Argentina reaches deal with IMF staff to unlock US$4.7 billion

Argentina reached an agreement Wednesday with staff from the International Monetary Fund on the seventh review of the country’s US$44-billion programme.

Argentina reached an agreement with staff from the International Monetary Fund on the seventh review of the country’s US$44-billion programme, likely unlocking a larger-than-expected loan disbursement from the Washington-based lender. 

Pending approval by its executive board, the IMF would make available US$4.7 billion to President Javier Milei’s government, it said in a statement late on Wednesday. That’s more than the US$3.3 billion initially expected, which will be used to pay down previous IMF debts due at the end of the month and beyond.

Among the conditions agreed upon with the Fund, Argentina will target this year a primary fiscal surplus of two percent of gross domestic product. Milei’s “ambitious stabilisation plan” is expected to boost net foreign reserves to US$10 billion by year-end, including US$2.7 billion accumulated in the final weeks of 2023, according to the statement.

More broadly, the staff-level deal buys Milei time to decide whether to continue with the current programme brokered by his predecessor or negotiate a new one. 

“We have plenty of confidence that the measures we are adopting will take us on the right path,” Economy Minister Luis Caputo said in a press conference following the announcement. He added that the IMF was open to exploring a new programme but it was too early on in the presidency for that.

The staff-level agreement comes after senior IMF officials visited Argentina for negotiations, a symbolically positive development after talks were held almost entirely outside the country for years as tensions flared between President Alberto Fernández and the Fund’s leadership.

Before this round of IMF talks, Milei’s team, led by Economy Minister Luis Caputo, proposed sharp austerity measures, mass deregulation and implemented a 54 percent currency devaluation with an aim of resetting the crisis-prone economy. Still, monetary policy remains a point of contention: IMF officials have long insisted interest rates remain above inflation; the Central Bank changed its benchmark instrument last month, leading to a sharp rate cut despite galloping prices.

Central Bank officials continue to maintain a crawling peg currency system inherited from the previous government, letting the peso slowly devalue only two percent a month. Analysts say that pace won’t last long with inflation at current levels and the parallel peso beginning to sell off again in January.

Milei’s first IMF pact would mark a new chapter in the president’s most recent saga in Argentina where, by the Fund’s own reckoning, it faces major reputational risks. A record bailout in 2018 — where Caputo was ousted as Central Bank governor at the time — failed to rescue the economy from a currency crisis and was eventually replaced in 2022 with another agreement with which the previous government routinely failed to comply.

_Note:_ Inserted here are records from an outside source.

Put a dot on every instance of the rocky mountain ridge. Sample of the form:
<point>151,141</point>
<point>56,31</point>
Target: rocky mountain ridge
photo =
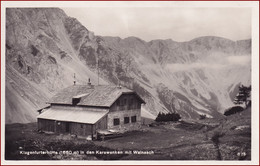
<point>45,47</point>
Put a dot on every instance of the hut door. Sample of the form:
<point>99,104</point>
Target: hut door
<point>67,124</point>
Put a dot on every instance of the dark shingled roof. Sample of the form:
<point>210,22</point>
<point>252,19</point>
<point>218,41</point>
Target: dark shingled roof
<point>90,95</point>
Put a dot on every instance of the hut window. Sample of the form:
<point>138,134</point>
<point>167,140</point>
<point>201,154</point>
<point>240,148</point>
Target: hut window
<point>116,121</point>
<point>126,120</point>
<point>133,119</point>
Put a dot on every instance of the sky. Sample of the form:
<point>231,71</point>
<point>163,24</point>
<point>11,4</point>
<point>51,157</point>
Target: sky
<point>179,24</point>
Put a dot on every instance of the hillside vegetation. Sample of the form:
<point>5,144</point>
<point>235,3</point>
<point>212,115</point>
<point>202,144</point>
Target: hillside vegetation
<point>208,139</point>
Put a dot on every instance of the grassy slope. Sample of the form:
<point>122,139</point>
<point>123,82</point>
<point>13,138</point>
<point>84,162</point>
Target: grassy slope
<point>206,139</point>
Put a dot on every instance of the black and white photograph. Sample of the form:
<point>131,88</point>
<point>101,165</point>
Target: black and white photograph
<point>130,81</point>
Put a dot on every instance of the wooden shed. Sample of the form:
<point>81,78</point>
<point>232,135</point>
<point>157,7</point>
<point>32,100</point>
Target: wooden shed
<point>84,109</point>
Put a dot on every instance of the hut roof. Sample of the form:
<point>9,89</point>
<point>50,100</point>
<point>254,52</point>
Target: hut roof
<point>90,95</point>
<point>90,116</point>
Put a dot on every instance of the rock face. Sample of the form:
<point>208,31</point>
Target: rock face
<point>45,47</point>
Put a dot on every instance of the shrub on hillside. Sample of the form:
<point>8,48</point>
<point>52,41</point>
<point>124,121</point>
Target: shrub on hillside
<point>233,110</point>
<point>203,116</point>
<point>162,117</point>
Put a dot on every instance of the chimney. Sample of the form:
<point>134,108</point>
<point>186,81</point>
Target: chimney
<point>74,82</point>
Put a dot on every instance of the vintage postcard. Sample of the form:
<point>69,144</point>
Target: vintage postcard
<point>110,83</point>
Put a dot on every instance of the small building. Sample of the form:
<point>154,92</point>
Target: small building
<point>84,109</point>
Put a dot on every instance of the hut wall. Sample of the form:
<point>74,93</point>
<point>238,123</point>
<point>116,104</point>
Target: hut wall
<point>81,129</point>
<point>127,112</point>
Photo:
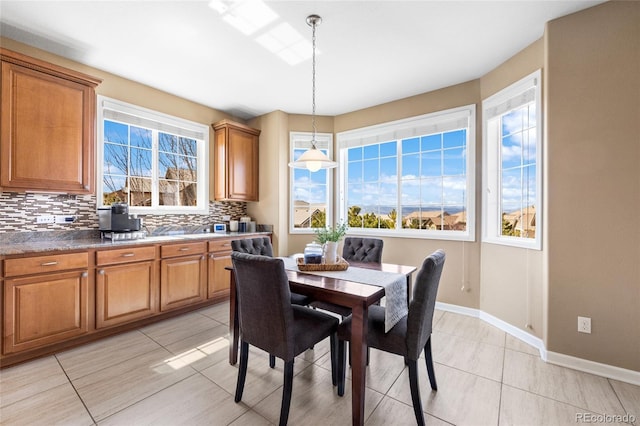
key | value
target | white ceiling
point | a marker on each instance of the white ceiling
(371, 52)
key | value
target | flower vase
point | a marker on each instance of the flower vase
(331, 252)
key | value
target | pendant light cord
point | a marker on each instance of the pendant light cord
(313, 84)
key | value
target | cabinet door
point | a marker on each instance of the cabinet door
(219, 276)
(44, 309)
(125, 293)
(235, 175)
(47, 125)
(182, 281)
(242, 166)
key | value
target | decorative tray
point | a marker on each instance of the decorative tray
(342, 265)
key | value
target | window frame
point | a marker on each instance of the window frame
(117, 106)
(302, 140)
(506, 100)
(404, 129)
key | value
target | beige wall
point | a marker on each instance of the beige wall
(593, 192)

But so far, Milei and the fund are in a honeymoon phase. IMF Managing Director Kristalina Georgieva applauded his first moves and top members of the president’s economic team even met with senior US Treasury officials in the president’s first month in office. Milei went as far to say that the IMF “sees us as heroes” because of his austerity-driven program.

While Milei enjoys support from Washington, his market-friendly measures to fix Argentina’s economy imply severe pain ahead, and public pushback has already flared up. A general strike organised by labour unions is scheduled for January 24, while scenes of Buenos Aires residents banging pots and pans in defiance of his austerity campaign are becoming routine. Inflation likely surpassed 200 percent in December, according to private estimates, as Milei dismantled price controls amid the peso devaluation.